Edit: I can't create a ticket repo, huh? Why that?

I've absolutely no idea why, but the issue tab was deactivated ! Now it should works. Open an issue if you want and I can work on it with @brungio

brungio commented 4 years ago

Hi @Bost,

@EtienneCmb strictly speaking Turkey is a country on two continents Asia and Europe. According to which criteria have you assigned it to Europe. Same as Russia and maybe some others, too. Could you document. Please? (I'm gonna also issue a ticket in your repo). Thanks

Actually, the grouping was not performed by me but instead by @brungio

@EtienneCmb Your continents.json doesn't use ISO 3166 for country names. That's a big problem. Nevermind I'm on it.

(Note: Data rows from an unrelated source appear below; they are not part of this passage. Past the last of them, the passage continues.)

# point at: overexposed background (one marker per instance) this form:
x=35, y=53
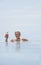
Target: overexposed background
x=22, y=15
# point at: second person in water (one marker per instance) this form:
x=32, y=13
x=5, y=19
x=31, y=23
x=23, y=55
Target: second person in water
x=17, y=35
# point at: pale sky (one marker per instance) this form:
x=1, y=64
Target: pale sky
x=22, y=15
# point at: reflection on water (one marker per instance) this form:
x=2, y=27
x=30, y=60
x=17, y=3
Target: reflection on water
x=7, y=44
x=18, y=45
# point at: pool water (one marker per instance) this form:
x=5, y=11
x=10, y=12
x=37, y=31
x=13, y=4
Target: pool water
x=24, y=53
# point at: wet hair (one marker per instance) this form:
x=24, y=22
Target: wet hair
x=18, y=32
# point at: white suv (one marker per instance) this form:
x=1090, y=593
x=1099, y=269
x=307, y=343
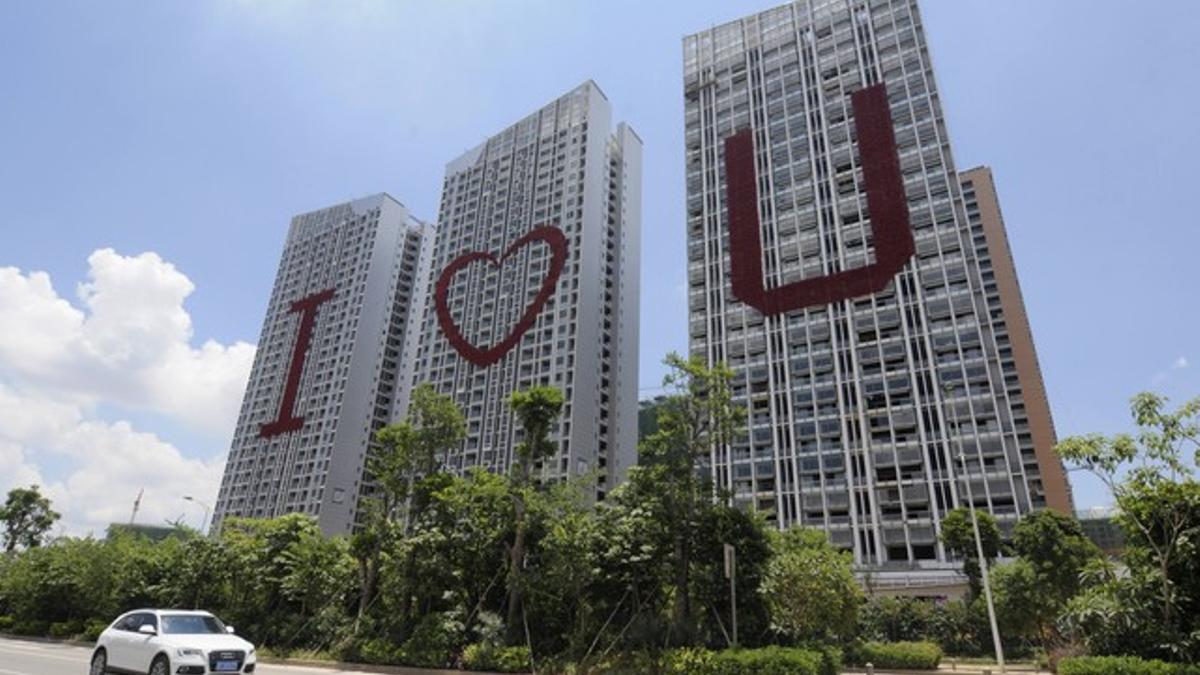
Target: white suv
x=168, y=641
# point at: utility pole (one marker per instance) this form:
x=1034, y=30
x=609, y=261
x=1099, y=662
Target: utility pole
x=207, y=509
x=137, y=505
x=975, y=526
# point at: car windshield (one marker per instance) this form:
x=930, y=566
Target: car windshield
x=191, y=625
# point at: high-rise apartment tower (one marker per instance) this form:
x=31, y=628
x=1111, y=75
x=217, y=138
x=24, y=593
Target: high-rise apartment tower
x=535, y=282
x=862, y=293
x=333, y=356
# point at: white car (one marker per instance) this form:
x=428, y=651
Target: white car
x=169, y=641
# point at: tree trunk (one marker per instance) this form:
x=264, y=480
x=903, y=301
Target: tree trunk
x=513, y=625
x=367, y=573
x=683, y=598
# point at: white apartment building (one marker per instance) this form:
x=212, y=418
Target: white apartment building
x=534, y=280
x=871, y=322
x=334, y=351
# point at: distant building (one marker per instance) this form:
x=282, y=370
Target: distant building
x=648, y=416
x=1102, y=527
x=153, y=532
x=535, y=282
x=859, y=287
x=331, y=365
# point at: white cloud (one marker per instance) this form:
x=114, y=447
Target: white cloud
x=130, y=346
x=127, y=345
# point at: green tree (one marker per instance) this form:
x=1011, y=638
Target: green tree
x=888, y=619
x=958, y=535
x=1032, y=591
x=696, y=418
x=400, y=455
x=810, y=589
x=537, y=408
x=1151, y=476
x=27, y=517
x=1024, y=608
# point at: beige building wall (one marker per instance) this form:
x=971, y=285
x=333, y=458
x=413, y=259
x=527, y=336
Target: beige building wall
x=1054, y=478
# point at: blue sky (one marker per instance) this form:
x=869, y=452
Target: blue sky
x=195, y=130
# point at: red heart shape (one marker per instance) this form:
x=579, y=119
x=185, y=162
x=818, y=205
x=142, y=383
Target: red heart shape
x=553, y=238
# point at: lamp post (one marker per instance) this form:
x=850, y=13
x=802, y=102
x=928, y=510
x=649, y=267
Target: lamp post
x=204, y=506
x=975, y=526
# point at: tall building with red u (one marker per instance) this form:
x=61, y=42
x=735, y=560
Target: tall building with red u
x=861, y=288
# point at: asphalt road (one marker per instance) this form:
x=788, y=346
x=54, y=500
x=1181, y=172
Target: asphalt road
x=19, y=657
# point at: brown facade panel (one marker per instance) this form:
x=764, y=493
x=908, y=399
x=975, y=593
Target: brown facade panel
x=1025, y=357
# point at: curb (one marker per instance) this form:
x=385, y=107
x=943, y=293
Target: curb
x=369, y=668
x=47, y=640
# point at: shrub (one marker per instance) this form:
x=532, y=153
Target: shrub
x=437, y=635
x=378, y=651
x=91, y=629
x=31, y=627
x=687, y=661
x=768, y=661
x=1122, y=665
x=65, y=629
x=912, y=656
x=765, y=661
x=487, y=656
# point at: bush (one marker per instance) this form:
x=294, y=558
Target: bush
x=911, y=656
x=1122, y=665
x=31, y=627
x=91, y=629
x=65, y=629
x=765, y=661
x=487, y=656
x=437, y=635
x=378, y=651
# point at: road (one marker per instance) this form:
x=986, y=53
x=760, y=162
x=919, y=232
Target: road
x=19, y=657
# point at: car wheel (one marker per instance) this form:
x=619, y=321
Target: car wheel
x=99, y=663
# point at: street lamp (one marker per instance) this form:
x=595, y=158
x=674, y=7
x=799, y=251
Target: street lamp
x=975, y=526
x=204, y=506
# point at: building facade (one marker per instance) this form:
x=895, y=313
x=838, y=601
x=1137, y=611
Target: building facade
x=335, y=350
x=856, y=286
x=535, y=282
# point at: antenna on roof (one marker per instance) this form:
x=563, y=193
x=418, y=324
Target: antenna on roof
x=137, y=505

I think country names are following what's inside the time-series csv files so that we can apply automatic python rules for setting the continent

I used Wikipedia's groupings. They need to be checked well. The names of countries are changed in the data repos sometimes, so the groupings themselves need to be checked every day somehow.

Bost commented 4 years ago

@brungio was it this one? https://en.wikipedia.org/wiki/List_of_sovereign_states_and_dependent_territories_by_continent_(data_file)

brungio commented 4 years ago

Hi @Bost

Here is the list of references. As I said, someone needs to check this thoroughly. Johns Hopkins does not follow these labels all the time, and it changes labels from time to time.

https://en.wikipedia.org/wiki/Europe#List_of_states_and_territories https://en.wikipedia.org/wiki/North_America#Countries,_territories,_and_dependencies https://en.wikipedia.org/wiki/South_America#Countries_and_territories https://en.wikipedia.org/wiki/List_of_Oceanian_countries_by_area https://en.wikipedia.org/wiki/List_of_Asian_countries_by_area

The case of Turkey is a bit ambiguous because Turkey spans two continents (Europe and Asia). I think it makes more sense to attribute Turkey to Asia because the vast majority of its landmass is on that continent. Possibly also the majority of Turkey's population is also in Asia.